I miei occhi sono stati invasi da panorami totalmente diversi rispetto a quelli ai quali sono più abituato, quelli delle valli aperte delle fiumare dell’Aspromonte orientale.

Qui, in questi boschi, compi un viaggio in una natura primordiale, rigogliosa e fiera, che riesce a carpire al viandante sentimenti di stupore e meraviglia.

Il sentiero 220 inizia in un tornante dell’ ex SS111 oggi SP1 che da Molochio porta a Trepitò. L’inizio del sentiero è ben segnalato e già da quel punto panoramico è possibile ammirare una delle cascate meta di questo itinerario.

L’immersione in questo bosco è totale praticamente da subito, la faggeta assume in certi tratti linee sinuose e le liane in alcuni punti trasportano la mente ad altre latitudini.

Raggiunto un ponticello, la scelta diventa quale cascata vedere per prima? Io consiglio la Galasìa, dato che il percorso è più lungo e la risalita dalla base della cascata può essere leggermente più difficoltosa.

Questo pezzo di sentiero improvvisamente raggiunge un tratto esposto e quasi per magia la visuale, non più limitata dal bosco, spazia tra pendii lussureggianti fino alla costa.

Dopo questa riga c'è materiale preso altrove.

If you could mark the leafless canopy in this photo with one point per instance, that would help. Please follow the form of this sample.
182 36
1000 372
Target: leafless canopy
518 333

L’incontro con la Galasìa piccola (il bivio è facilmente individuabile sia per la segnaletica che per una sorgente) e poi con la Galasia, in tutta la sua magnificenza è un’esperienza che permette una migliore lettura della montagna reggina. Spesso, questa, è stata descritta come una montagna secca ed aspra ma che invece presenta delle arterie cariche di vita.

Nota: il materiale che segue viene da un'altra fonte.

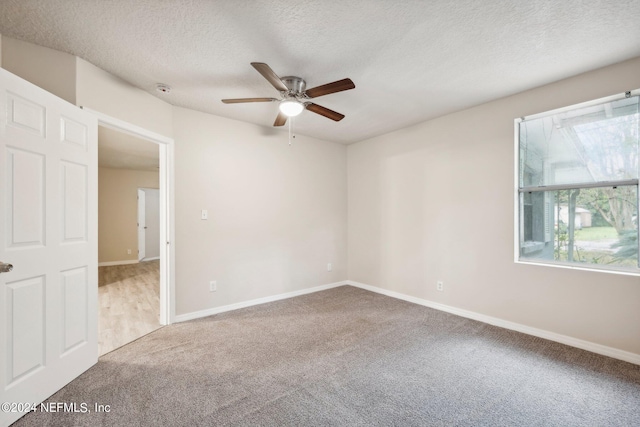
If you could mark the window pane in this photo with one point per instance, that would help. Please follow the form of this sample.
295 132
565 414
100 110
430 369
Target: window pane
592 144
586 226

Risalendo il versate si incocia nuovamente il bivio con il ponticello dopo un’oretta di cammino. Da qui è possibile seguire un breve sentiero che costeggia tutto il salto di 40 mt della cascata Mundu.

La visuale è arricchita anche dalla presenza di una rara specie di felce, la woodwardia radicans, un vero e proprio fossile vivente giunto fino a noi dal remoto periodo Terziario.

L’intero percorso è realizzabile in 3 ore con tutta calma, ma quel che resta di questo viaggio, accompagnerà il viandante per il resto della propria vita.

Tornerò presto sul Trepitò, per riassaporare quella diversità stridente di panorami, rispetto all’Area Grecanica reggina, che mi ha regalato ancora una volta una chiave di lettura unica, per comprendere questo microcosmo chiamato Aspromonte.